21 Apr 2013

Planning Software - Part 1: How important is Integration?

How Important is Integration ???

Continuing on this discussion on the important properties of a Planning Software application, I will discuss integration this week.

What is integration?  Why is it important?  How well should my planning tool integrate with the rest of the system landscape?

The word integration can be misused and misunderstood.  There are two different perspectives when it comes to integration.

  • The first and most common one is from an IT perspective – Does the tool integrate and work well with my overall system landscape.   Integration is generally supposed to allow an easier implementation.  Many components come in pre-built to plug this into the enterprise system, so the re-work necessary to make data talk from one system to the other is minimal.
  • The second one is from a business perspective – will the software allow me to integrate the business operations globally?  Does it allow the corporate management to see the aggregate or whole quickly every month to make decisions?  Does it also allow a global IBP process to drill down quickly into areas of specific issues and challenges and highlight them for potential future risks and opportunities?

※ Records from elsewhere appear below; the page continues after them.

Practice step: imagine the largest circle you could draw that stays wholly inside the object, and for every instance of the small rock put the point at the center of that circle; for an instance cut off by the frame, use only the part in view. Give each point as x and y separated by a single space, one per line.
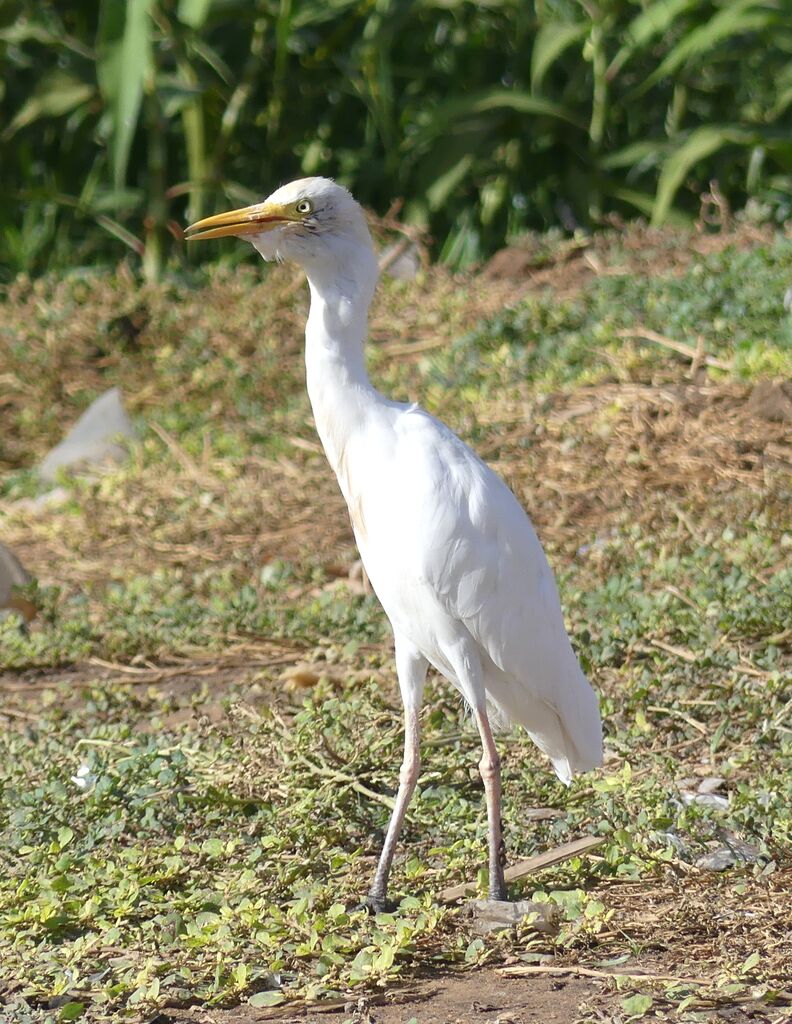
495 915
12 578
706 800
300 676
736 851
91 441
772 400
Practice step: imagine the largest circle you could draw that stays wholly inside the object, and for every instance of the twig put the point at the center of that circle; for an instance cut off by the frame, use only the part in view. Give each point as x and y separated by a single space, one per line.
693 354
201 478
522 971
524 867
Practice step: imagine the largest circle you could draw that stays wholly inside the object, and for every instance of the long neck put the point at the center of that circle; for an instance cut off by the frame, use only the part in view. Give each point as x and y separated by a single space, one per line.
339 389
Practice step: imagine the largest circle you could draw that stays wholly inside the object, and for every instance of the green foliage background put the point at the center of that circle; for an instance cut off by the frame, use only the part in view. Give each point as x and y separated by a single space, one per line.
122 119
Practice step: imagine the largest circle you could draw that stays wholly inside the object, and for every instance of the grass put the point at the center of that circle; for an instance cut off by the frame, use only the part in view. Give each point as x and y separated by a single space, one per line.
202 726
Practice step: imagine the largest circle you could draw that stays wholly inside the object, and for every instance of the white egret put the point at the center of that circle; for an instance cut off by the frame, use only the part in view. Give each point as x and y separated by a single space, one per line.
450 552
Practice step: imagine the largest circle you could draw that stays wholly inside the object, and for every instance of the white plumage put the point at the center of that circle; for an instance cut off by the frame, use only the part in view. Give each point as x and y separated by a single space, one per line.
450 553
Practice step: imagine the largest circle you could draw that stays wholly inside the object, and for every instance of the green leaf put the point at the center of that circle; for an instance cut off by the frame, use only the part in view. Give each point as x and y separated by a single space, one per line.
698 145
71 1011
57 93
266 999
451 117
65 837
636 1005
654 20
194 12
734 19
551 40
123 66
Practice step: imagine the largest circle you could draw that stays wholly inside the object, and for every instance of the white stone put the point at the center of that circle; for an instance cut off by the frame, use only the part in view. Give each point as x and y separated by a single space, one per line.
92 440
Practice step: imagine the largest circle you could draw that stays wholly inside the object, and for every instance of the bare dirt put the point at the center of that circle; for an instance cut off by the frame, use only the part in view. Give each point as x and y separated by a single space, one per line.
478 996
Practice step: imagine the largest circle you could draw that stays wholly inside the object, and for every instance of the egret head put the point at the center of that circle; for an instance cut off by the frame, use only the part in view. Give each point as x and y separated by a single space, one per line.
309 221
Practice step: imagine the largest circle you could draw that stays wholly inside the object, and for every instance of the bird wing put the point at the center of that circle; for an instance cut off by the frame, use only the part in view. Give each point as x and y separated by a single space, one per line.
478 554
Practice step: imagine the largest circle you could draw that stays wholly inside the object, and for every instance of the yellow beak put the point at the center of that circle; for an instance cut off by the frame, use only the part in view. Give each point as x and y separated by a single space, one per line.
248 220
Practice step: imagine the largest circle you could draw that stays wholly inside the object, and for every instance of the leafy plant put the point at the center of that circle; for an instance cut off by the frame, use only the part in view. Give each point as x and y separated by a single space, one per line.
125 120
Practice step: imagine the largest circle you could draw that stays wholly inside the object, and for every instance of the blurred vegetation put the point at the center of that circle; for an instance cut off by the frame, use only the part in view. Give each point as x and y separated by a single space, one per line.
123 120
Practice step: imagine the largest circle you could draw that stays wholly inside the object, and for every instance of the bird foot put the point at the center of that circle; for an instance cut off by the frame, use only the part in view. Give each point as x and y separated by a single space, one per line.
375 903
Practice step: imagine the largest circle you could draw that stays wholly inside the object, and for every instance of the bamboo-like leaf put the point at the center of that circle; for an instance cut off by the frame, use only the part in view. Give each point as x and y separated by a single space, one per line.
125 59
551 40
735 19
443 186
194 12
699 144
447 116
654 20
634 154
57 93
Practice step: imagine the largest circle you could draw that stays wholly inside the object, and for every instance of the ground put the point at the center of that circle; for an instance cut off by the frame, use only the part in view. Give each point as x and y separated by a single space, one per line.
202 724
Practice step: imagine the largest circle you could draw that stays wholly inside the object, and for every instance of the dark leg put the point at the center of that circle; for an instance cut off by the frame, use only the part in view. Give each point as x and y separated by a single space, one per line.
411 668
490 769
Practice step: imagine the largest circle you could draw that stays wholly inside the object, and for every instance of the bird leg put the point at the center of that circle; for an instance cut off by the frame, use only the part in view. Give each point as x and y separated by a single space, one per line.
408 776
490 769
411 669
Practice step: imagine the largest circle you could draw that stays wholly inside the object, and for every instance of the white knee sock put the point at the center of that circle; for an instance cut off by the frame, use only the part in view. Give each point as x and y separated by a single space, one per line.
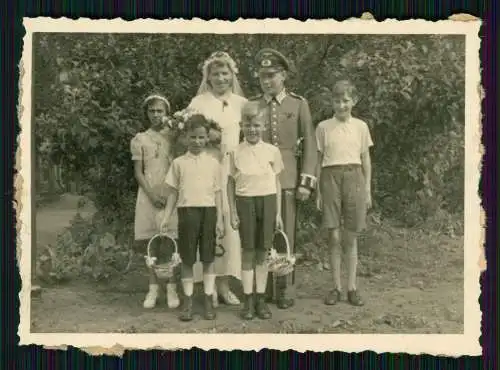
247 281
335 262
261 273
208 283
187 286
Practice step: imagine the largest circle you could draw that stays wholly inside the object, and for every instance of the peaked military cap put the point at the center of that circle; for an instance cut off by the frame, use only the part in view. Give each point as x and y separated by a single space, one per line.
270 60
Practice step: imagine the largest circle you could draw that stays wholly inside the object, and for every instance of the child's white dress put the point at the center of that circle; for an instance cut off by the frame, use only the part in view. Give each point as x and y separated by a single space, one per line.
227 114
153 149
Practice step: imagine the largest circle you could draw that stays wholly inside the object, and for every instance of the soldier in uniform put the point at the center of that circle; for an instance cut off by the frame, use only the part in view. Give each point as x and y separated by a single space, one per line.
289 127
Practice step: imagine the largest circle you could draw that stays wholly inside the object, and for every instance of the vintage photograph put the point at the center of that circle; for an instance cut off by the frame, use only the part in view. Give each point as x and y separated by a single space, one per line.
251 183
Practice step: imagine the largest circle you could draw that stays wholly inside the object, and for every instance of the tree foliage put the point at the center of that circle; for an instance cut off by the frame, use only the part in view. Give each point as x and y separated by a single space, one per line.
89 87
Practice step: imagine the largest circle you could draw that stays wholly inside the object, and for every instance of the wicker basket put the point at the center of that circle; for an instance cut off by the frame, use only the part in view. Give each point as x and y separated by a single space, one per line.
280 264
163 270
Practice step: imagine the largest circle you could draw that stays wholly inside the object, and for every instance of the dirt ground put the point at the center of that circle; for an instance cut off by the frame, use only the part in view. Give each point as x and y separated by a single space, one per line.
411 284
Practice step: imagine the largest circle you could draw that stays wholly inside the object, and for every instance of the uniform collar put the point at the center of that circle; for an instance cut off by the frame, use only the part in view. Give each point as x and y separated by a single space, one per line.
279 98
247 144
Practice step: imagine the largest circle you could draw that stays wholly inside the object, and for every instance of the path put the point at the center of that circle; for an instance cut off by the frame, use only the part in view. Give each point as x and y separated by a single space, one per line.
415 289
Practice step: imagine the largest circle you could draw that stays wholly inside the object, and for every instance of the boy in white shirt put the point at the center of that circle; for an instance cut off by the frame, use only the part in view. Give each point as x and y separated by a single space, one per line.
345 193
254 195
195 179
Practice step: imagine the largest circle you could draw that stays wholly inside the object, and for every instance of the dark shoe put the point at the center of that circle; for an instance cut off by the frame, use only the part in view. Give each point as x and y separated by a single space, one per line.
285 303
209 308
354 298
282 302
187 309
247 313
332 298
261 308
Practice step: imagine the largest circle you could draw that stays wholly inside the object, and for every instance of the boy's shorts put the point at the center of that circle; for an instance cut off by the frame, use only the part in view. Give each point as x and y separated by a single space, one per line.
257 221
344 196
197 228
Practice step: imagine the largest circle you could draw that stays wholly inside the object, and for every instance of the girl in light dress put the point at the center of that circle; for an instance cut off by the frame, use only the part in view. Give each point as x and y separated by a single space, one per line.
152 155
220 98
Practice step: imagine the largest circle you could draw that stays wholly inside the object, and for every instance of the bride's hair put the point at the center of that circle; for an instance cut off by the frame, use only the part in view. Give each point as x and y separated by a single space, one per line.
219 58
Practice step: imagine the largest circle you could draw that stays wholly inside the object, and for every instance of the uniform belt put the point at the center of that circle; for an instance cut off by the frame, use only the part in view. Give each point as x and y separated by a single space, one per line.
345 167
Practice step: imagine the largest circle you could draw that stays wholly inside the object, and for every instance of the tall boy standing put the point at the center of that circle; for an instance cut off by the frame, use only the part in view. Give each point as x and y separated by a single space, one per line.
254 195
288 121
195 179
344 171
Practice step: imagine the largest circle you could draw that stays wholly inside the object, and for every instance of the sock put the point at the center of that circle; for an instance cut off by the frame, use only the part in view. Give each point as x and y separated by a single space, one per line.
187 286
208 283
335 260
261 274
247 281
153 288
352 264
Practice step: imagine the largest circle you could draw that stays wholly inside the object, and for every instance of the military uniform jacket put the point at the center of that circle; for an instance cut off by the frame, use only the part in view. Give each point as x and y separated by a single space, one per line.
289 127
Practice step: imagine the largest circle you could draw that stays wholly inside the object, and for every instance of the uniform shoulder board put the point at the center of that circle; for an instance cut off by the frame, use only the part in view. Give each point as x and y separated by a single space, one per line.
296 96
255 97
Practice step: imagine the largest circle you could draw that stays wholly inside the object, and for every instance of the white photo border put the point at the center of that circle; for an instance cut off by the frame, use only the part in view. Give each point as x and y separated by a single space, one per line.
98 343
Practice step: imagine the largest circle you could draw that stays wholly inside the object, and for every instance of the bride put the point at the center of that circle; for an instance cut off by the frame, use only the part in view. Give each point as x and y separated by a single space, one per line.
220 98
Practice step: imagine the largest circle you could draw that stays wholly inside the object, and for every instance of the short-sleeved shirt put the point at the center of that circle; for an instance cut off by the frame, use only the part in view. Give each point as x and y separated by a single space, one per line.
254 168
196 178
342 142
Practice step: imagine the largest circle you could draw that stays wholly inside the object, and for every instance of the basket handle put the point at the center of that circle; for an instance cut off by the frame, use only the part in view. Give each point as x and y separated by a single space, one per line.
157 236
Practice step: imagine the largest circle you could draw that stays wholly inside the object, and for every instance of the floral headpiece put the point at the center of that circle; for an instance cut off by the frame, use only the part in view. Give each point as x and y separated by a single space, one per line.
177 122
219 56
156 97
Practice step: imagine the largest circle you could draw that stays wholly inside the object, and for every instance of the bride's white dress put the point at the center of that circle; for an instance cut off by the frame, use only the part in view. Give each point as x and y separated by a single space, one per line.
227 113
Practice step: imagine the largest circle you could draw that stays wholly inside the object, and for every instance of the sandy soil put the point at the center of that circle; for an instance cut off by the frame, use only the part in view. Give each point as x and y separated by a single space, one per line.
410 285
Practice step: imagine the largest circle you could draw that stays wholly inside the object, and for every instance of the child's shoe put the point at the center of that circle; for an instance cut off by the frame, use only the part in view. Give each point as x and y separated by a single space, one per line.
172 297
247 312
229 298
187 309
332 297
151 297
354 298
209 307
261 308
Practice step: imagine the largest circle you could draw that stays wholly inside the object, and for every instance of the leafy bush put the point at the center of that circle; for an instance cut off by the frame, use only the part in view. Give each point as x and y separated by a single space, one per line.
89 87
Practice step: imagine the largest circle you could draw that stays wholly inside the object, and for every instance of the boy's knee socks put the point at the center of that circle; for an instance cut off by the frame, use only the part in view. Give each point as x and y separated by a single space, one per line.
247 281
187 286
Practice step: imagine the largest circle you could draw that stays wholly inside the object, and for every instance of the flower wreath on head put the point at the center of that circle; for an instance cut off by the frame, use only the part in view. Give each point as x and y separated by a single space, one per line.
219 56
176 124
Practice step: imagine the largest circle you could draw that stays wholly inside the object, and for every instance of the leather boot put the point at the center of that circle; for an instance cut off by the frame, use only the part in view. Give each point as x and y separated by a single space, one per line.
261 308
270 293
247 313
187 309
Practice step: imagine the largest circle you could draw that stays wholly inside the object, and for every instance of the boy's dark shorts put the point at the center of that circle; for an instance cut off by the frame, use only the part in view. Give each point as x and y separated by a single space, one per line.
257 221
343 193
197 228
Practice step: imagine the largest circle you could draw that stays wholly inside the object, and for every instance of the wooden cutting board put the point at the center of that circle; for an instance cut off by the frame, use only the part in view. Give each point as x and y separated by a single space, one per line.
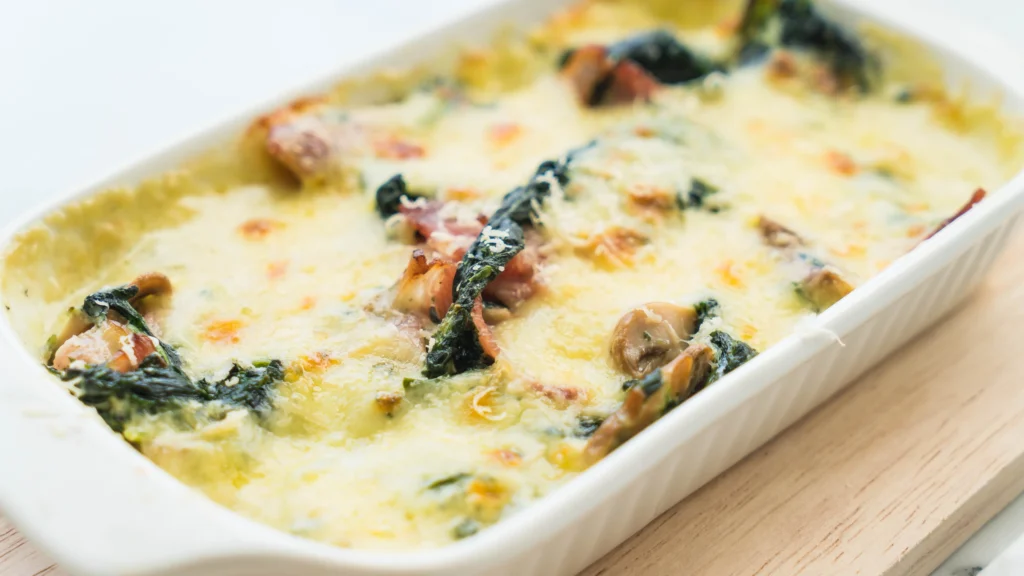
888 478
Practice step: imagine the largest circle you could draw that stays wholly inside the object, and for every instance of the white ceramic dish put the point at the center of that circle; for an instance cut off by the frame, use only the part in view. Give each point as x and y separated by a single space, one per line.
98 507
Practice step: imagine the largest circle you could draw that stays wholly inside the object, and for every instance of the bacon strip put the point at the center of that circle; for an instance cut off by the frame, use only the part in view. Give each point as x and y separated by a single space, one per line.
425 287
598 80
487 341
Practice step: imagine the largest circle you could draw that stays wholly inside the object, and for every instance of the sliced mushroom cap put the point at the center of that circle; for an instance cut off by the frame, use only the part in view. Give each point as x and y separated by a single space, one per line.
650 336
823 288
649 399
776 235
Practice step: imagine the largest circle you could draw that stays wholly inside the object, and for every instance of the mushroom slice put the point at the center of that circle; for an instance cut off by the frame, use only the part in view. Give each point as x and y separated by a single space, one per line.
823 287
150 284
650 336
776 235
650 398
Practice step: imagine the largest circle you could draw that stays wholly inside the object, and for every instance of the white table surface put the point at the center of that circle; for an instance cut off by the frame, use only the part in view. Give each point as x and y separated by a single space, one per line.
86 85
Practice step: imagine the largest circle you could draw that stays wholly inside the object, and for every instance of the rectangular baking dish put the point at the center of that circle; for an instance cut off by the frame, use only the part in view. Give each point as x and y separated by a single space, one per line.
98 507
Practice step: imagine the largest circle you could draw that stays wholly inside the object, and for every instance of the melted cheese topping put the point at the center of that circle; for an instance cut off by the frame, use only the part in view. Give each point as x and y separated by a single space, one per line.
264 272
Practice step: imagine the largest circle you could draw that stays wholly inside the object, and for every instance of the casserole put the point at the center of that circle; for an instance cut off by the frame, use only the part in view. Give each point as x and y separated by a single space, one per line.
722 448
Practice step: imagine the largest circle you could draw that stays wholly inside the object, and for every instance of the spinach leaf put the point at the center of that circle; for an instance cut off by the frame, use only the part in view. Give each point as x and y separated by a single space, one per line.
706 309
664 56
659 53
696 196
119 299
456 346
389 196
729 355
156 386
798 24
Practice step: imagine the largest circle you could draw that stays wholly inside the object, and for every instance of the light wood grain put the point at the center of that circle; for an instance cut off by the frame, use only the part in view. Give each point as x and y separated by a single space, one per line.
888 478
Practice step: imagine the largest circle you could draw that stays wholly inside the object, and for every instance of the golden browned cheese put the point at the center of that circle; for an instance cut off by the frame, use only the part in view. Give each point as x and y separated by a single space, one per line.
262 269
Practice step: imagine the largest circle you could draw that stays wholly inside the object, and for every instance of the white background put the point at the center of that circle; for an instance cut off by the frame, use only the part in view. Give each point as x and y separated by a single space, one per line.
86 85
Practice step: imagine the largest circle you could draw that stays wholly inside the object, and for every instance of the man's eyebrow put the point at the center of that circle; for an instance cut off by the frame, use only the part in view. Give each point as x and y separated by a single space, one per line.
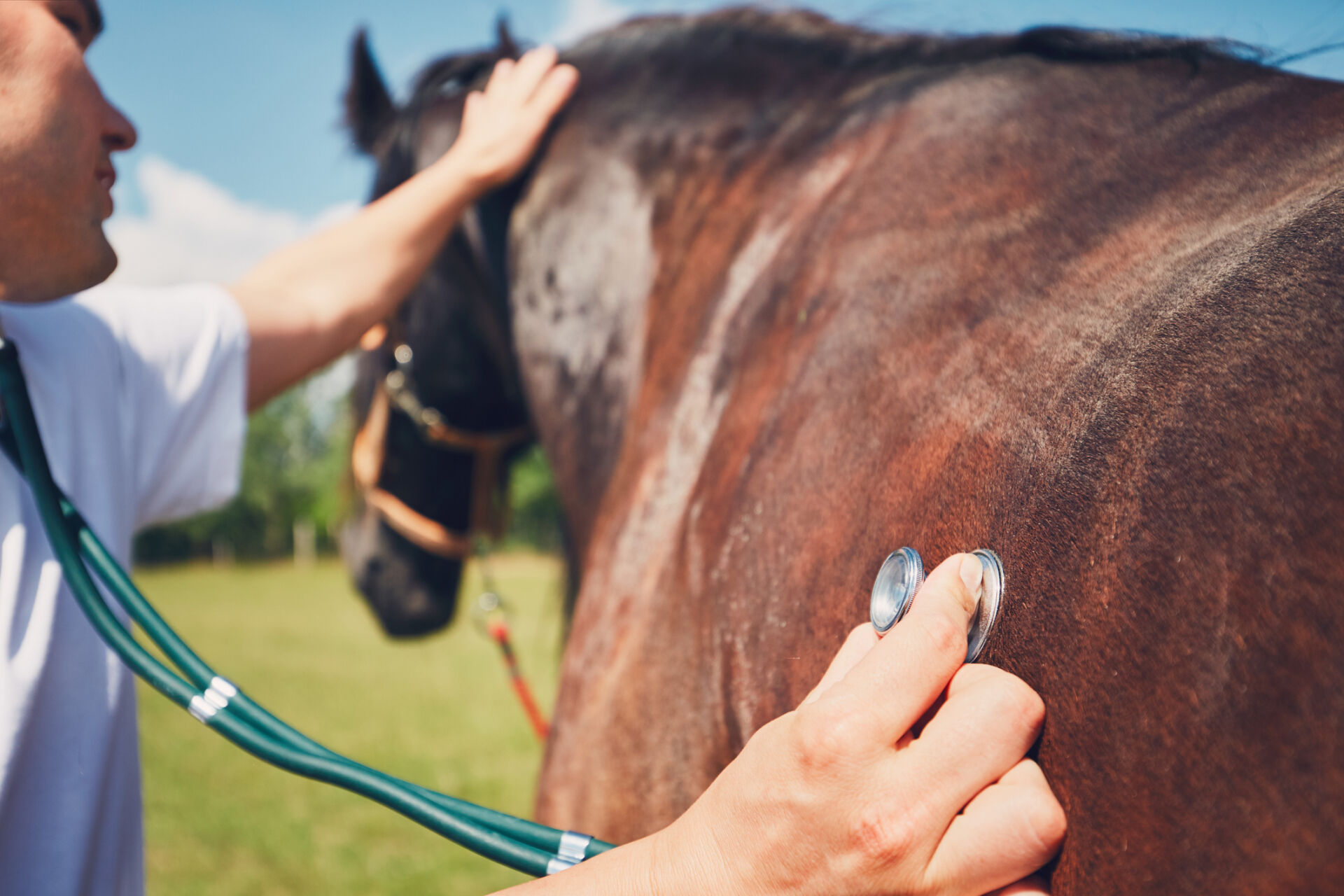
94 14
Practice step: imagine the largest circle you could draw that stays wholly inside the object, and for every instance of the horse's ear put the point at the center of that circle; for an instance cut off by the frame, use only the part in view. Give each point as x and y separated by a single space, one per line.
504 43
369 106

For the business definition of integration, a distinction needs to be made between analytical work and reporting.  Most of the global decision-making process probably needs a good Business Intelligence (BI) platform that will allow reported numbers to bubble up to global management and allow for what-if queries and provide exception-based reporting.  I do not believe anyone is thinking about a super-integrated analytical platform where the CEO can question the Safety stock setting globally and make a change!!

Having ruled that out, then we focus on how the system can co-exist with other global ERP and Planning systems.  Do we want a different planning system in each country?  Or should everyone be using SAP and speaking German?

I have seen this question being answered by the corporate headquarters.  The main business unit picks a planning platform and then inspires or influences the other local business units to move that platform over a period.

In summary, we should think about the following aspects while considering a planning tool from an integration perspective:

1.  Can the planning tool work with the ERP backbone to get data in and out easily with minimal custom interfaces?  Data can be directly sourced through the ERP tables in some applications without going to the data mart or data warehouse.  However, in many practical instances, there may be customizations necessary to extract data even within the same ERP/planning software family.

2.  Does it fit with the overall system landscape in terms of the touch and feel?  This may be a criterion for the simple reason of user adoption.  The interface and familiarity of the user interface will make it more easily saleable and trainable to the user.

3. How does it relate to other planning applications used?  When the demand forecast is passed to the Supply planning system, do both systems interpret the forecast to mean the same thing – units, detail, horizon, expected forecast error, etc.

4. If it is a best-of-breed tool that is NOT from the ERP family, how easy or difficult is it to build the integration capabilities to the ERP system?

In summary, integration may be one of the important criteria.  But is this a critical criterion to the exclusion of others in choosing a planning software?